Znaczy podjechać na parking, przejść dobrze oznakowany "szlak" (wygodną ścieżkę z punktami widokowymi i ławeczkami), dobrze i najlepiej nie za drogo zjeść/wypić regionalny specjał i ew. coś zwiedzić ale raczej bez wysiłku umysłowego

Oczywiście wędrówka nie może być długa i wyczerpująca, ot Mirów - Bobolice i powrót meleksem, czy do Bramy Krakowskiej, górki raczej z dołu pooglądać.
Wycieczki rowerowe w podobnym stylu - kilkanaście max 20 parę kilometrów po twardej nawierzchni, ew. leśnych ścieżkach pozbawionych piasku.
Powyższe z dużym przymrużeniem oka, ale wcześniej niż nam się zdaje tak będzie to wyglądało. Bez wątpienia będą dalej osoby chodzące własnymi ścieżkami, wędrowcy chodzący na dłuższe spacerki, rowerzyści jeżdżący w terenie itp.
Z rowerzystami jest tak że typowe rowery MTB są w lekkim odwrocie (nawet się temu nie dziwię), coraz więcej ludzi jeździ na crossach/trekingach/fitness/gravel/... i asfalt lub szuter jest zdecydowanie lepszą, bardziej pożądaną nawierzchnią. Utwardzając szlak rowerowy otwieramy go dla większego grona użytkowników. Można dyskutować czy przebieg rowerowego SOG jest trafny, czy może zamiast utwardzać piaszczyste odcinki zmienić przebieg. Wybrano co wybrano i mi takie wykonanie jak na razie pasuje.

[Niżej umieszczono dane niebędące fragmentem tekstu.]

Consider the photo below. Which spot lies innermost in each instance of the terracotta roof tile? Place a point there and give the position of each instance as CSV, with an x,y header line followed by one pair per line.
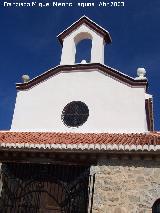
x,y
151,138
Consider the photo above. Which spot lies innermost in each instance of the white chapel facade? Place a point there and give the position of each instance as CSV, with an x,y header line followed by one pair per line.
x,y
82,138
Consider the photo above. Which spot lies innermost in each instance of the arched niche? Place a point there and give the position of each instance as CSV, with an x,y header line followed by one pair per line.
x,y
83,47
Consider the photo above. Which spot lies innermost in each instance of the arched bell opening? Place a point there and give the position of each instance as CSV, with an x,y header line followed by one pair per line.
x,y
83,47
156,206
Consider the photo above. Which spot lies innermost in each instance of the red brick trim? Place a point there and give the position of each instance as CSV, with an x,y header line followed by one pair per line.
x,y
91,24
67,68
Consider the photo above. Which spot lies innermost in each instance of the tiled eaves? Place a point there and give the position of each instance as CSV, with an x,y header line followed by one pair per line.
x,y
79,141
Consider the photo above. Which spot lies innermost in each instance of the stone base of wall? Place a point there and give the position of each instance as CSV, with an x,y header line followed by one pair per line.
x,y
125,186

Jest w zdecydowanej większości jasny grys dolomitowy pasujący do krajobrazu, granulacja też OK, choć przydało by się miejscami mocniejsze uwalcowanie - może uleży się samo, może woda przemyje, może udepczą turyści / samochody miejscowych.
Przy okazji, wspominałem o tym na fejsie i chyba u nas na FJ, ale napisze raz jeszcze - zaczyna się era e-bików. O ile 2 lata temu pojedyncze sztuki, w minionym sezonie coraz częściej to teraz ilość takich rowerów jest naprawdę duża. Szczególnie rowery crossowe, często bardzo dobrej klasy, również na wyjazdach wielodniowych i pełen przekrój wiekowy użytkowników. Na razie jeszcze sporadycznie mijam na jurajskich terenowych szlakach e-enduro.